Pada waktu itu Kapolri menyebut inisial N. Kemudian inisial ini diyakini sebagai Nurcholis Madjid. Kapolri menyebut orang berinisial N ini ada kaitannya dengan dugaan korupsi di Departemen Kehutanan. Yaitu ada hubungan emosional antara mantan Menteri Kehutanan MS Kaban dan pimpinan nonaktif KPK, Chandra Hamzah, karena Kaban diduga punya saham di pernikahan Chandra dengan Nadia Madjid.

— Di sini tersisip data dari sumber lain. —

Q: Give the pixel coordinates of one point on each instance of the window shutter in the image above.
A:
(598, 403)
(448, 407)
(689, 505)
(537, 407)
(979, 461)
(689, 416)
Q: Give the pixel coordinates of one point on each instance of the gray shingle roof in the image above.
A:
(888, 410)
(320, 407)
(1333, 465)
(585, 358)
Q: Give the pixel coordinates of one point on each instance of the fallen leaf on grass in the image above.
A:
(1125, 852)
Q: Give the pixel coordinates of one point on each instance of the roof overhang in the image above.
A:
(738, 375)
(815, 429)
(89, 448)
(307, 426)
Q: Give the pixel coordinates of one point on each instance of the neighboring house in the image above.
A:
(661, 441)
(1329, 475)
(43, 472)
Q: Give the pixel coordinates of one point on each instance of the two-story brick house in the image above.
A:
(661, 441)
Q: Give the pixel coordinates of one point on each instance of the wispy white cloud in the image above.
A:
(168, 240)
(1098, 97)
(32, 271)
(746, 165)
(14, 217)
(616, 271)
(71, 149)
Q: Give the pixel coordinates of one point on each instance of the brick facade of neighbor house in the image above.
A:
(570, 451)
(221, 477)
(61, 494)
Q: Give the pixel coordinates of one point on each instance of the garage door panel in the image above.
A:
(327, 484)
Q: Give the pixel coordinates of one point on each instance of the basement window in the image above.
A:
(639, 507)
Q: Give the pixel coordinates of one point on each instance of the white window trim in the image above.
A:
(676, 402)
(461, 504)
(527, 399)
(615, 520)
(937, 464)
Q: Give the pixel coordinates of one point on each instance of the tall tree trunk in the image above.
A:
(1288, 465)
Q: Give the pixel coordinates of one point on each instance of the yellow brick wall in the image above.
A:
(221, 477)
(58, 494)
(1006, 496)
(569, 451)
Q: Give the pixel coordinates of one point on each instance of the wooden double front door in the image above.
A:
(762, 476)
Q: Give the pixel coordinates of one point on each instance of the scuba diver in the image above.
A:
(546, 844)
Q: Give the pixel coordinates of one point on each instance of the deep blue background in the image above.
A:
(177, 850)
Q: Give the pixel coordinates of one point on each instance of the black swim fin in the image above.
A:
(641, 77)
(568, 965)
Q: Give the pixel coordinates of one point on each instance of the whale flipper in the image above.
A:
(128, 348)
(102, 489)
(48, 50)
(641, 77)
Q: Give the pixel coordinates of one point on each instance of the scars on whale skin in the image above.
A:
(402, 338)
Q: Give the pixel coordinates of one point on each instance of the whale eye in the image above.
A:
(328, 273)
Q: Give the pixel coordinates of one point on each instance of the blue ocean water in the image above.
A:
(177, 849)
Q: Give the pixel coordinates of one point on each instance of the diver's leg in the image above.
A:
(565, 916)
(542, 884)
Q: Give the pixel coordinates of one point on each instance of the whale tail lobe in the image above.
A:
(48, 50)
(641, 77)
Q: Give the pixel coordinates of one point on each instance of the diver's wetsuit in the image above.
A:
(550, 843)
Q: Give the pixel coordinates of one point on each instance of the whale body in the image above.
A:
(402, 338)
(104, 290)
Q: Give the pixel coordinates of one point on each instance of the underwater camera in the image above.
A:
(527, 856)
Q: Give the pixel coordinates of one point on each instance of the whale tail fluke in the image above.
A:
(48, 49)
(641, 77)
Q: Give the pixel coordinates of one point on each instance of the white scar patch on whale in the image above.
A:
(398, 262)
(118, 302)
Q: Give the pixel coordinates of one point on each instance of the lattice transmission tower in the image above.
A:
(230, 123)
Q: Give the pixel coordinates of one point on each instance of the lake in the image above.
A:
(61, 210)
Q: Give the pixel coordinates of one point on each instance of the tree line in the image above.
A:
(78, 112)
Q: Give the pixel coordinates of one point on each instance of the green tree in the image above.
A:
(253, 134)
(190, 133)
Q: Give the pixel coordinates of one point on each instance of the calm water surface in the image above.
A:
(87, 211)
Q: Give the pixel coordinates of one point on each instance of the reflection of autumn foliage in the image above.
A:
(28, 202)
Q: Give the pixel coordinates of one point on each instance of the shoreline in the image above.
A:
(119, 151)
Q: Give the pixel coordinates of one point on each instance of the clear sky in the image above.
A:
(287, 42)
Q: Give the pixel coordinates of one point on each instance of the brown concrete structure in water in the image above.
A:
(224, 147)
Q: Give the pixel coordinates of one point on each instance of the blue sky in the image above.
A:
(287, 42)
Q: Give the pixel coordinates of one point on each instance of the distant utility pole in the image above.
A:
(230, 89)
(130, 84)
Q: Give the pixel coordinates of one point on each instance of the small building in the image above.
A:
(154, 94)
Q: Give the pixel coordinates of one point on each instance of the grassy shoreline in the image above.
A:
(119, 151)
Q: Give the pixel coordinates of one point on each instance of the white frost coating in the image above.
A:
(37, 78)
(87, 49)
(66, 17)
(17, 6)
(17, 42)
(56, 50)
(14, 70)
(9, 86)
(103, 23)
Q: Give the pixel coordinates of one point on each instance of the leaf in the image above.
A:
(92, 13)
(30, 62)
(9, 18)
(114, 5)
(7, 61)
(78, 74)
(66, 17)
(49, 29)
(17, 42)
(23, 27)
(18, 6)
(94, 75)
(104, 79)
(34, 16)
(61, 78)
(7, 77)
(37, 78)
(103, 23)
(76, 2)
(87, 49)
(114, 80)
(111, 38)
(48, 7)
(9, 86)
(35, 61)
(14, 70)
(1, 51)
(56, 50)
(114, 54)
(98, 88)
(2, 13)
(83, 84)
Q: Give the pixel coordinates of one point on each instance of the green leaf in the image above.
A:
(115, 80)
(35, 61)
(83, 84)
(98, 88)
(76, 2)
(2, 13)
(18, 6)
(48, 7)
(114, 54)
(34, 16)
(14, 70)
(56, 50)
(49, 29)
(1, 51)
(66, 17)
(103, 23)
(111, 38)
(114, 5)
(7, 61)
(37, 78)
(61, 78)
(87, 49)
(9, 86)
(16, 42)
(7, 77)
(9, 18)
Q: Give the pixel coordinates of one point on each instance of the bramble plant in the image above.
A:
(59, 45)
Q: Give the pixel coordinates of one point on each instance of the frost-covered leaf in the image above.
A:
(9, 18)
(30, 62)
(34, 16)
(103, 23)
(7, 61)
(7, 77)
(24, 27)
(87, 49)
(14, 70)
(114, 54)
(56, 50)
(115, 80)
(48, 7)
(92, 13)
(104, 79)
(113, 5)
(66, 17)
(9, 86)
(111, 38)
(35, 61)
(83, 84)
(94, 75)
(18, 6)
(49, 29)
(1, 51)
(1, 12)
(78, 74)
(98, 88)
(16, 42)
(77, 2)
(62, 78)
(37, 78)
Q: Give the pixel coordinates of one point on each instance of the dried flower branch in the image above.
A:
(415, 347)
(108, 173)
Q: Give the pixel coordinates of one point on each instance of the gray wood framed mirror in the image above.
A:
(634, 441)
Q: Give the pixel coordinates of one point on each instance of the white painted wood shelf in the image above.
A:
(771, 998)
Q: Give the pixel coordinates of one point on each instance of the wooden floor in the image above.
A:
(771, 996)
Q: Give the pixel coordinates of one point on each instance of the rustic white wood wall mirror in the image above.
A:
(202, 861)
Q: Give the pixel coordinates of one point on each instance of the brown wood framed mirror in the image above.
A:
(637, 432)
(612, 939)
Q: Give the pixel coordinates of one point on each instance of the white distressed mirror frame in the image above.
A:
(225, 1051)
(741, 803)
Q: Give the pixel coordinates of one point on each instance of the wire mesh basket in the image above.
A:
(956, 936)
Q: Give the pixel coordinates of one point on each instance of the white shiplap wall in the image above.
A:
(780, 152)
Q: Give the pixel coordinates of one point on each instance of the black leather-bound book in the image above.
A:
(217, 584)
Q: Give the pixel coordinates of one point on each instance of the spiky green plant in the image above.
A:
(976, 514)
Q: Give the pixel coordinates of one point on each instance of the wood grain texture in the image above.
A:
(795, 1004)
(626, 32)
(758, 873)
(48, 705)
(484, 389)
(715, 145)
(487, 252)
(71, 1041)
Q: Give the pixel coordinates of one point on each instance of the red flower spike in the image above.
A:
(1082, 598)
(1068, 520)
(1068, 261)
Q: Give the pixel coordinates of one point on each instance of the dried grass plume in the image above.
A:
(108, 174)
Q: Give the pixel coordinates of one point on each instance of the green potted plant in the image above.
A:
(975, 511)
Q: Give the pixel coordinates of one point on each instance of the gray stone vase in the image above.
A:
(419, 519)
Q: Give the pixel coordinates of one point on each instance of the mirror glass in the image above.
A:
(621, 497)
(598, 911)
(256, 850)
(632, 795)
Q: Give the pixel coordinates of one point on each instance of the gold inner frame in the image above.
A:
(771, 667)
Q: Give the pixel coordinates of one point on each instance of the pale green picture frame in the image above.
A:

“Itu tidak benar, bahkan kalau memang dia (Kapolri) percaya itu benar, itu mungkin dia dapat info yang salah atau membohongi dia,” kata Nadia yang VIVAnews kutip dari wawancara tvone dengan Nadia yang kini berada di Washington dan bekerja di media Voice of America.
Nadia melanjutkan bahwa ada kemungkinan juga Kapolri Bambang sendiri yang berbohong di depan Komisi III. Jika itu yang terjadi, Nadia sangat menyayangkannya karena kebohongan itu disampaikan kepada perwakilan rakyat di Parlemen.
Nadia mengatakan proses pernikahannya dengan Chandra (kini mantan suami) pada waktu sama sekali tidak ada unsur bantuan dari Kaban. Kedekatan dengan Chandra, kata Nadia, bermula dari keduanya yang sama-sama aktif di Senat Mahasiswa.
“Kami sama-sama akivis di senat mahasiswa UI. Dari situ kami kenal. Dan tidak ada comblang-comblangan,” kata dia.